Application exercise
Sugested answers

These are suggested answers to the application exercise. They may differ slightly from the code we developed in class and may not be complete. They’re provided after class to help review the application activity, but are not an alternative to working on the exercise and actively participating in class.

library(tidyverse)
library(scales)

hotels <- read_csv("https://raw.githubusercontent.com/rfordatascience/tidytuesday/master/data/2020/2020-02-11/hotels.csv")

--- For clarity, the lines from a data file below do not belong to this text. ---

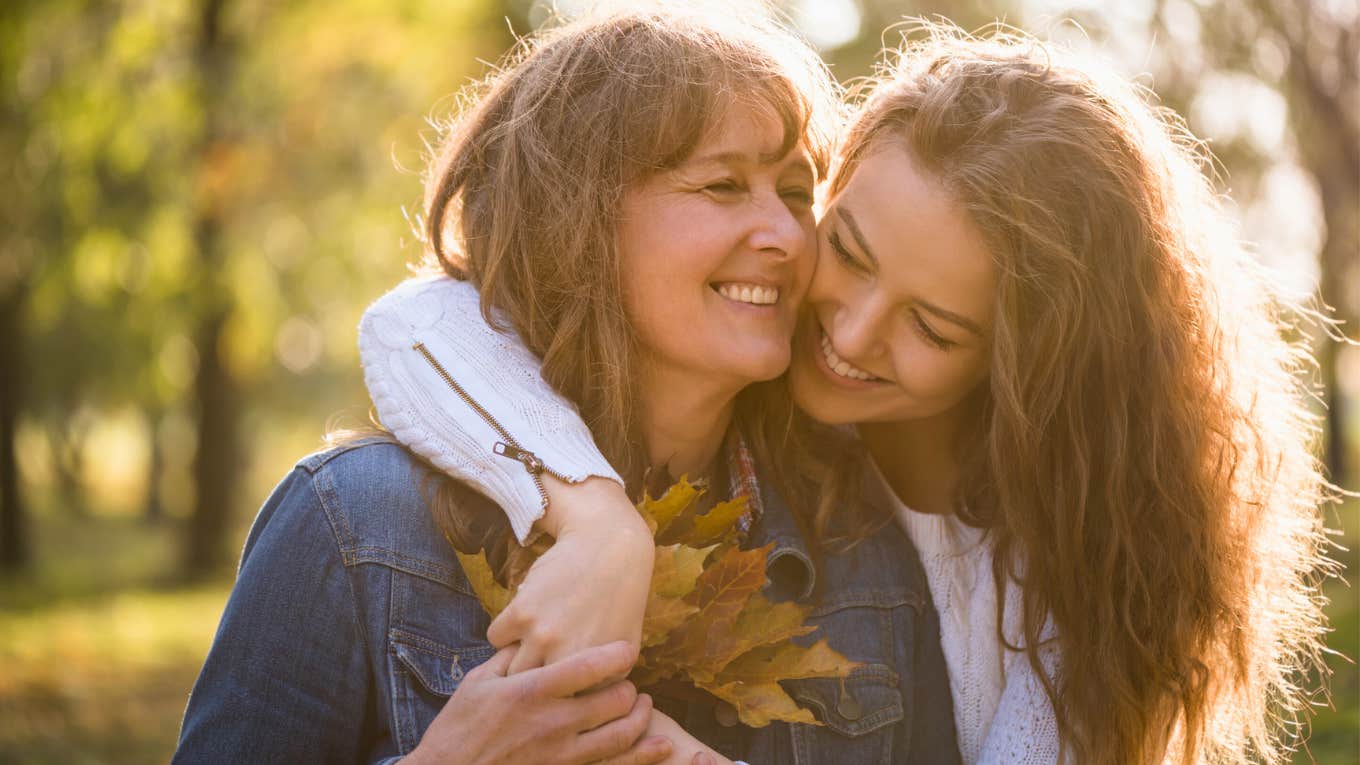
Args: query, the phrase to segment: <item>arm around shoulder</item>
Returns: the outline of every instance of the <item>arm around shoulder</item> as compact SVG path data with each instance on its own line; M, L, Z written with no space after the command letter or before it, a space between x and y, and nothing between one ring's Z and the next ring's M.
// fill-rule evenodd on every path
M359 355L384 426L503 508L521 543L548 506L547 476L622 485L541 362L487 323L468 282L403 282L364 312Z

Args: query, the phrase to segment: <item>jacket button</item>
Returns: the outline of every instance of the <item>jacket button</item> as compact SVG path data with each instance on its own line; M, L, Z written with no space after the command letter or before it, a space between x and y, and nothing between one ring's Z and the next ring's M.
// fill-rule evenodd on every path
M836 712L840 713L846 720L858 720L864 717L864 708L860 706L860 700L845 691L840 694L840 701L836 704Z

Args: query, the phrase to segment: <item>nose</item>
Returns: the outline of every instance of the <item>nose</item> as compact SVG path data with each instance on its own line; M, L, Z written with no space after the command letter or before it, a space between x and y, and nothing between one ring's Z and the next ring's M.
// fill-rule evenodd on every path
M752 248L787 260L812 256L816 223L811 210L800 214L771 192L758 195L751 215Z
M860 366L874 358L881 348L885 313L876 305L872 294L847 295L836 309L835 327L831 328L831 344L836 354Z

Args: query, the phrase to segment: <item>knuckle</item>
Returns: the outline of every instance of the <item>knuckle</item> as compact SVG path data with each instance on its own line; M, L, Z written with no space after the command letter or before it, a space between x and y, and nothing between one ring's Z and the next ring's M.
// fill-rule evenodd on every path
M612 701L611 706L617 709L620 715L632 709L634 702L638 700L638 689L627 681L615 683L613 687L609 689L609 694Z

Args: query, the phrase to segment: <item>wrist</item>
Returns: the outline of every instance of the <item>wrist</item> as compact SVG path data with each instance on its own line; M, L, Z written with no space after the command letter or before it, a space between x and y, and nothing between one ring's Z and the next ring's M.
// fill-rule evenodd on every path
M623 486L608 478L592 476L579 483L566 483L544 476L548 506L534 528L555 539L577 532L615 530L620 535L639 530L650 538L646 521L628 501Z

Recreate the visualization from the slides.

hotels |>
  mutate(
    arrival_date = paste(arrival_date_year, arrival_date_month, arrival_date_day_of_month),
    arrival_date = ymd(arrival_date)
    ) |>
  group_by(hotel, arrival_date) |>
  summarise(mean_adr = mean(adr), .groups = "drop") |>
  ggplot(aes(x = arrival_date, y = mean_adr, group = hotel, color = hotel)) +
  geom_line() +
  scale_color_manual(values = c("cornsilk4", "deepskyblue3")) +
  scale_y_continuous(labels = label_dollar()) +
  labs(
    x = "Arrival date",
    y = "Mean average\ndaily rate (USD)",
    color = NULL,
    title = "Cost of daily hotel stay",
    subtitle = "July 2015 to August 2017",
    caption = "Source: Antonio, Almeida and Nunes (2019) | TidyTuesday"
  ) +
  theme_minimal() +
  theme(legend.position = c(0.15, 0.9))